International Rivalries in Cricket
“Pakistan as a country is in serious trouble. It has just experienced the worst flood in memory. It is dominated by conflicts between the US and the Taliban and Al Qaeda… Pakistanis need something to escape from the harsh realities of day-to-day life. They need friends, they need help – and they need cricket.” – Dean Jones
“In the past five years, Pakistan has been accused of everything: match-fixing, spot-fixing, ball-tampering, drug offences. A coach died in suspicious circumstances. Then, worst of all, terrorists attacked a touring team. Pakistan has lost its right to jointly host the 2011 World Cup, which would have been a huge revenue raiser. Not now. And nobody really wants to play there.” – Dean Jones
The cricket world is now gearing up for its quadrennial world cup, to be held from March to May, 2011. The cup itself recently went on display in the Dubai Aquarium, Dubai being the headquarters of the International Cricket Council (ICC). The organization has come a long way since its 1909 founding, when, as the Imperial Cricket Conference, it included just England, South Africa and Australia. Next year’s world cup competitions will be held in South Asia, with games rotating among Sri Lanka, India, and Bangladesh. Pakistan has been debarred from hosting over security concerns and game-fixing scandals.
As is the case with rugby, international cricket is structured around the framework of sovereign states – with some notable exceptions. England and Scotland are separate members of the Cricket Council, while Ireland belongs as a unified island. Wales, however, does not enjoy separate membership, yet the Isle of Man does. The West Indies participates as a collectivity of disparate parts, encompassing ten sovereign states, three British dependencies, one U.S. dependency (U.S. Virgin Islands), and one island divided between a Dutch dependency and a French dependency (Saint Martin/Sint Maarten).
Despite being played over much of the world, cricket is dominated by a handful of countries. Since 1975, Australia has won four world cups, the West Indies two, and India, Pakistan, and Sri Lanka one each. England has been runner-up three times, Australia twice, and India, Pakistan, Sri Lanka, and the West Indies once each.
The most intense rivalry in cricket pits India against Pakistan, a topic honored with its own Wikipedia article. As the author notes:
A loss at the hands of the other was (and still is) considered nothing less than a national failure. Instances of players’ homes being pelted after a match was lost are not uncommon. Over-zealous supporters even burn effigies of a losing team’s players or even of individual players that had simply performed less than well.
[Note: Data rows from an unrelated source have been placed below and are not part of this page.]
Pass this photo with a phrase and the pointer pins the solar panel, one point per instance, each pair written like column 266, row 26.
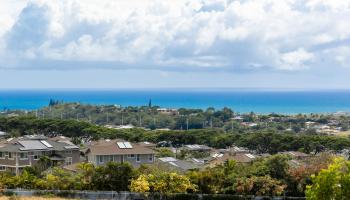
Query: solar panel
column 168, row 159
column 250, row 155
column 121, row 145
column 31, row 144
column 127, row 145
column 71, row 147
column 46, row 143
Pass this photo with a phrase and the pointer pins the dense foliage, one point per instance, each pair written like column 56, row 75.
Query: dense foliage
column 271, row 176
column 262, row 141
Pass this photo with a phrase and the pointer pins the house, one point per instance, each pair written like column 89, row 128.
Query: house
column 197, row 147
column 176, row 164
column 3, row 134
column 17, row 153
column 168, row 111
column 221, row 158
column 148, row 144
column 104, row 151
column 296, row 154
But the Indo-Pak sports rivalry can also be turned to peaceful purposes; when the two countries want to reduce tensions, cricket matches offer a good “confidence-building” measure. On November 2, 2010, noted India singer Kumar Sanu earned headlines – and jeers – by simply proclaiming that “music and cricket can bring Pakistan and India closer.” He noted that players such as Shahid Afridi and Virender Sehwag are “equally popular in both countries.”
Like rugby, cricket is spreading. China will be fielding a team at the Asian Games, scheduled for November 12-27, 2010 in Guangzhou China. Some South Asian fans are worried about the possibility of impending Chinese competition. As former Pakistani star Javed Miandad recently put it:
The Chinese are very quick learners. Just as an example, they have a player who until three months ago did not know what cricket was, he was completely clueless. But today he can bowl leg-breaks as good as many professional players. Their complete devotion to mastering anything is simply awesome.